Karl Schamotta April 21, 2017

Canadian price growth cooled sharply in March, bringing Canadian dollar bears out of hibernation ahead of the weekend. Statistics Canada’s Consumer Price Index rose 1.6 percent on a year-over-year basis – after rising almost 2 percent in the prior month. Prices were up in five of the eight major index components in the 12 months to March, with a 15.2 percent rise in typically-volatile non-core gasoline prices lifting the transportation component to a 4.6 percent increase. Forecasts ahead of the print were fixed around the 1.8 percent mark, setting the Canadian dollar up for a fall on the release – the currency is down more than half a percent as we go to pixels.
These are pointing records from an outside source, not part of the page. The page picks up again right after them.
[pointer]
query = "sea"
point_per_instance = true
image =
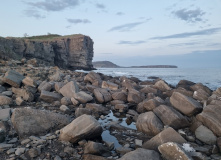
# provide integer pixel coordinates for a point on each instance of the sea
(211, 77)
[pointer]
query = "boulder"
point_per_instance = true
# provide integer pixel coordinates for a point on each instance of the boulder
(184, 104)
(93, 78)
(171, 117)
(167, 135)
(141, 154)
(69, 89)
(162, 86)
(102, 95)
(28, 81)
(122, 96)
(50, 96)
(29, 121)
(83, 97)
(205, 135)
(83, 127)
(134, 96)
(4, 100)
(149, 124)
(173, 151)
(210, 117)
(13, 78)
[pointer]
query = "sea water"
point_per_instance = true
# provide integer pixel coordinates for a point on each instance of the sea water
(210, 77)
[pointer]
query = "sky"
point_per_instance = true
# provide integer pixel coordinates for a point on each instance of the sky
(126, 32)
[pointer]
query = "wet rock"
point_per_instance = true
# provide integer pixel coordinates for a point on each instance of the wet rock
(171, 117)
(69, 89)
(162, 86)
(110, 85)
(4, 100)
(210, 117)
(5, 114)
(82, 127)
(122, 96)
(13, 78)
(29, 82)
(167, 135)
(205, 135)
(149, 124)
(95, 148)
(102, 95)
(83, 97)
(29, 121)
(50, 96)
(184, 104)
(134, 96)
(141, 154)
(93, 78)
(46, 86)
(173, 151)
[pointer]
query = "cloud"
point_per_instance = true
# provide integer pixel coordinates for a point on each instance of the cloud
(100, 6)
(190, 34)
(119, 13)
(125, 27)
(77, 21)
(131, 42)
(190, 16)
(33, 13)
(54, 5)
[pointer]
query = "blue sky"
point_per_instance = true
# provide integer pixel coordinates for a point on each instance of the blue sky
(124, 31)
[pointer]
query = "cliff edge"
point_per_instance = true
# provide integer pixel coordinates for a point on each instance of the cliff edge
(71, 52)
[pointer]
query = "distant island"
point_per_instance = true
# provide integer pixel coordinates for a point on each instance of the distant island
(108, 64)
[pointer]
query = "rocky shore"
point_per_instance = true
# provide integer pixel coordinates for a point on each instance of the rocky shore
(48, 113)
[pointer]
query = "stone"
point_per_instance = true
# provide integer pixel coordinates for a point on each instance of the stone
(162, 86)
(93, 78)
(210, 117)
(95, 148)
(141, 154)
(28, 81)
(82, 127)
(69, 89)
(46, 86)
(102, 95)
(50, 96)
(167, 135)
(5, 114)
(4, 100)
(184, 104)
(173, 151)
(110, 85)
(83, 97)
(13, 78)
(171, 117)
(134, 96)
(149, 124)
(29, 121)
(122, 96)
(205, 135)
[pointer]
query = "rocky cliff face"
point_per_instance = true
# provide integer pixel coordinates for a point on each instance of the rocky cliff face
(72, 52)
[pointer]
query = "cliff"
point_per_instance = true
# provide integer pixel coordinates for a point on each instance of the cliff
(72, 52)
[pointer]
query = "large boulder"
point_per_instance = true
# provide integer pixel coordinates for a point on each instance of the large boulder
(141, 154)
(171, 117)
(83, 127)
(102, 95)
(167, 135)
(29, 121)
(69, 89)
(210, 117)
(149, 124)
(184, 104)
(13, 78)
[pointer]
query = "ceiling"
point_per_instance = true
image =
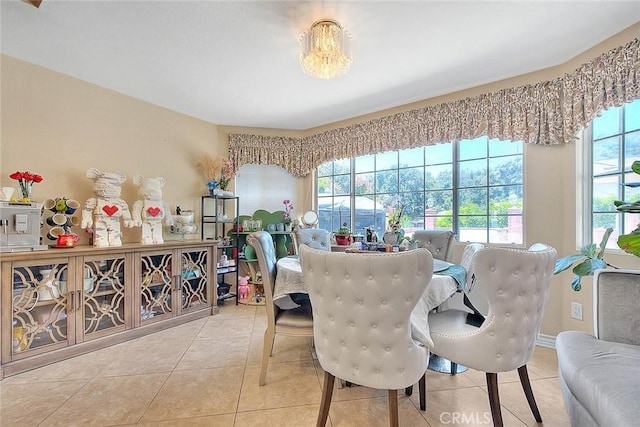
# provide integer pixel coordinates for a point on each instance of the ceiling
(236, 62)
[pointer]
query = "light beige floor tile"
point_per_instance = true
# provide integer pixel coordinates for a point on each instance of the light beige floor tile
(288, 384)
(145, 358)
(480, 378)
(86, 366)
(231, 351)
(543, 363)
(348, 392)
(183, 372)
(196, 393)
(299, 416)
(184, 332)
(374, 412)
(443, 381)
(285, 349)
(462, 407)
(27, 404)
(226, 420)
(229, 327)
(548, 398)
(230, 310)
(108, 401)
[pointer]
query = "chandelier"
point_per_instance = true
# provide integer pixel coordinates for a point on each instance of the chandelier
(325, 50)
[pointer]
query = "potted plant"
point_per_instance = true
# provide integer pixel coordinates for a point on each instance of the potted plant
(592, 257)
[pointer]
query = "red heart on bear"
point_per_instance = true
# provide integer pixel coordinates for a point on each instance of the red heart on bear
(110, 210)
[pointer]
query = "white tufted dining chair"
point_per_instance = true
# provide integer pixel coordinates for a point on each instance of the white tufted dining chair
(516, 284)
(297, 322)
(316, 238)
(439, 243)
(361, 311)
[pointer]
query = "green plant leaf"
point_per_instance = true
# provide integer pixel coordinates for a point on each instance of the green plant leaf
(603, 242)
(589, 266)
(630, 243)
(589, 251)
(564, 263)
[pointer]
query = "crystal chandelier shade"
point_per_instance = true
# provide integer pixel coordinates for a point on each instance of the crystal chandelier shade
(325, 50)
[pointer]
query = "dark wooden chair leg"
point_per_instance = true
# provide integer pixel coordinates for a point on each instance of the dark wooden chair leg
(393, 408)
(526, 386)
(494, 399)
(325, 403)
(422, 385)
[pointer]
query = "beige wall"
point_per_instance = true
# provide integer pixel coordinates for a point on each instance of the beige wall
(59, 126)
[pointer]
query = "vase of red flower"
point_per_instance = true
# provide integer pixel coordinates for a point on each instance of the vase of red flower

We suspect that price growth could fall further in the coming months, with the Ontario government’s efforts to cool the housing market limiting appreciation in household balance sheets, while reducing borrowing power – with debt-fuelled spending poised to slow, the rate of deterioration in the Canadian dollar’s domestic purchasing power could also decelerate.

More broadly, currency traders are de-risking going into the first round of the French election on Sunday. The most recent opinion polls put centrist candidate Emmanuel Macron ahead, but last night’s shooting of a Parisian policeman could strengthen Marine Le Pen’s far-right, anti-immigration platform, and send undecided voters into the arms of the anti-euro National Front. The euro has lost altitude overnight, and participants are retreating to safe-haven units like the dollar, Japanese yen and Swiss franc – putting pressure on economically-sensitive currencies.

Bottom Line: Today’s inflation print will do little to alter the Bank of Canada’s “decidedly neutral” policy stance – particularly after the Ontario government introduced measures designed to cool the province’s red-hot housing market. The Canadian dollar is sharply weaker after the print, and will likely trade defensively through to the Sunday market open.